But really all that technical shit is so secondary to just being nice.
Nice is the skeleton key to power structures.
We often think about power structures in a top down sense. But power structures aren't a one-way street. You can navigate them in both directions. You can traverse them from the bottom up.
What Steven Spielberg understood about networking
I grew up on movie sets. I loved my dad so much that I just wanted to be near him and see him work. But you don’t actually get to spend much time with your father when your father is the star of a film. So I spent most of my time with two people who worked for my dad: Sonny Aprile and Audrey Bamber. They worked on all of his films. Audrey was his assistant and Sonny was his driver.
Audrey and Sonny played a huge role in raising me. And each taught me things about those film sets.

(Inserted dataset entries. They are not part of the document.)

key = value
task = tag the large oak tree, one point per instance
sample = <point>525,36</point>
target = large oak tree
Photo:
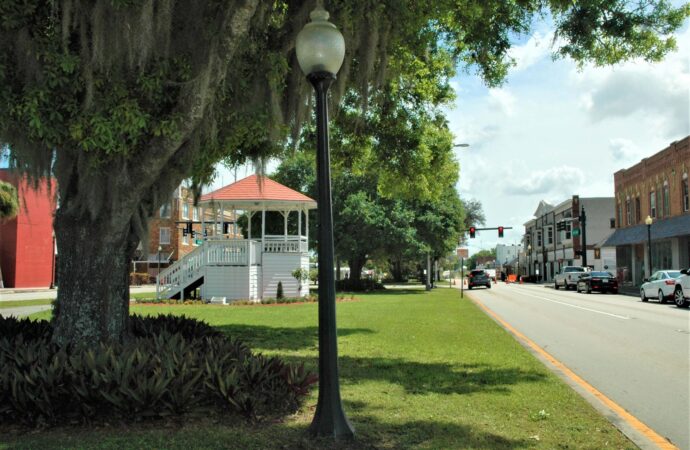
<point>123,99</point>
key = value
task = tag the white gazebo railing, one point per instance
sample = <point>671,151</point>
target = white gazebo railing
<point>285,244</point>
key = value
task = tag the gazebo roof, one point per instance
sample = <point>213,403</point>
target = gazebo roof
<point>256,193</point>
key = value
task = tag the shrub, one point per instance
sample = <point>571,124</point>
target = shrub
<point>169,365</point>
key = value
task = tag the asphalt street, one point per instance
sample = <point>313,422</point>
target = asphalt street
<point>635,353</point>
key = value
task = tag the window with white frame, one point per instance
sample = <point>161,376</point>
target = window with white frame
<point>685,193</point>
<point>165,210</point>
<point>164,236</point>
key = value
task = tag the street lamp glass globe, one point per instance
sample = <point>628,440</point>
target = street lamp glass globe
<point>320,46</point>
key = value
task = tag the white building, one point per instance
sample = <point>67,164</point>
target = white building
<point>226,265</point>
<point>548,249</point>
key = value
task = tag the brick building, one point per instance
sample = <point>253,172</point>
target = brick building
<point>656,187</point>
<point>166,231</point>
<point>27,256</point>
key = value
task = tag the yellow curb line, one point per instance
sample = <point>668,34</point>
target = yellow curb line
<point>633,421</point>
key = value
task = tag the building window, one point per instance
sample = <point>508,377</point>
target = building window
<point>685,193</point>
<point>164,236</point>
<point>667,200</point>
<point>165,210</point>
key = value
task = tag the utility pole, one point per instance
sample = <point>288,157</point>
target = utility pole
<point>583,226</point>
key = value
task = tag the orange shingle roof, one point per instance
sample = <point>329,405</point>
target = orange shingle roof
<point>254,188</point>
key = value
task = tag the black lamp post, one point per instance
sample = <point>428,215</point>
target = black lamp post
<point>649,221</point>
<point>320,53</point>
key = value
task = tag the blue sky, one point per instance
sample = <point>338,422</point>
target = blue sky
<point>552,130</point>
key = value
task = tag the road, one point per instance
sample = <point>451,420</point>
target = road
<point>637,354</point>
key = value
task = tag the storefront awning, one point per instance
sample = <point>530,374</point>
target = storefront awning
<point>662,229</point>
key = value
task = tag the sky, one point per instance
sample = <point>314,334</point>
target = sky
<point>553,130</point>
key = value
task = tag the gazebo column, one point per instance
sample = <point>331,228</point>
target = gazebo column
<point>285,216</point>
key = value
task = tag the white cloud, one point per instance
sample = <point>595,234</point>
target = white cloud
<point>537,47</point>
<point>556,181</point>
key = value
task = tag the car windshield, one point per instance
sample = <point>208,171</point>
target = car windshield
<point>602,274</point>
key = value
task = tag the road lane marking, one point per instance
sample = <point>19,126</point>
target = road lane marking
<point>632,421</point>
<point>578,307</point>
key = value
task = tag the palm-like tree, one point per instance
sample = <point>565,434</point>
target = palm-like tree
<point>9,207</point>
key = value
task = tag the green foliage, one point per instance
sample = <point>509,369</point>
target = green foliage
<point>9,202</point>
<point>169,366</point>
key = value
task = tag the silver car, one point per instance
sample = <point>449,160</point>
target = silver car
<point>660,285</point>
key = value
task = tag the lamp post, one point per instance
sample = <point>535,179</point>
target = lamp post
<point>320,53</point>
<point>649,222</point>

Audrey became my dad’s assistant in the early 80s. She had been in a typing pool at, I want to say, Universal. Her first job working for my dad was organizing my parents' wedding.
Sonny was a knock-around guy who began working for my dad in the late 70s.
There is a famous story about Steven Spielberg. He’s told it lots of times and it’s been questioned lots of times. It goes something like this:
Steven was a teen and wanted to work in movies. He couldn’t get on the backlot at Warner Brothers because he was just some kid. So, he walked backward passed the guard house. No one noticed. He found himself on the lot and free to roam. He wandered around and eventually found himself an empty office. He took it over and filled it with various pieces of furniture from the lot. Just by being on the lot, he would run into people with real jobs and he would befriend them. He would talk up his ideas and his “projects” and so on. This worked to great success. People with actual work would think “blah blah blah and anyway I'm going to throw this job to this kid I met a few doors down.”
A few months into this, someone figured out what was happening. The head of the study said “get this kid out” and told that to someone and they told that to someone and they told that to a teamster. “Throw this kid out.”
So a teamster walks into the office and tells Steven to hit the bricks and walks him to the gate and throws him out.
That teamster was Sonny.
Then 15 years later Sonny is my dad’s driver and he tells my dad this story. My dad says “well we’re about to do Close Encounters” and Sonny says “Steven won’t want to see me.” And my dad, who loved Sonny like a brother, says “you’re coming.” And Sonny, who was a chronic smoker and by the 90s had a laryngectomy, would tell me about how my dad walked up to Steven and said “I want you to meet my driver” and Steven looked over and Sonny, a huge big guy, leaned in and waved like a contrite school girl. “Hello!”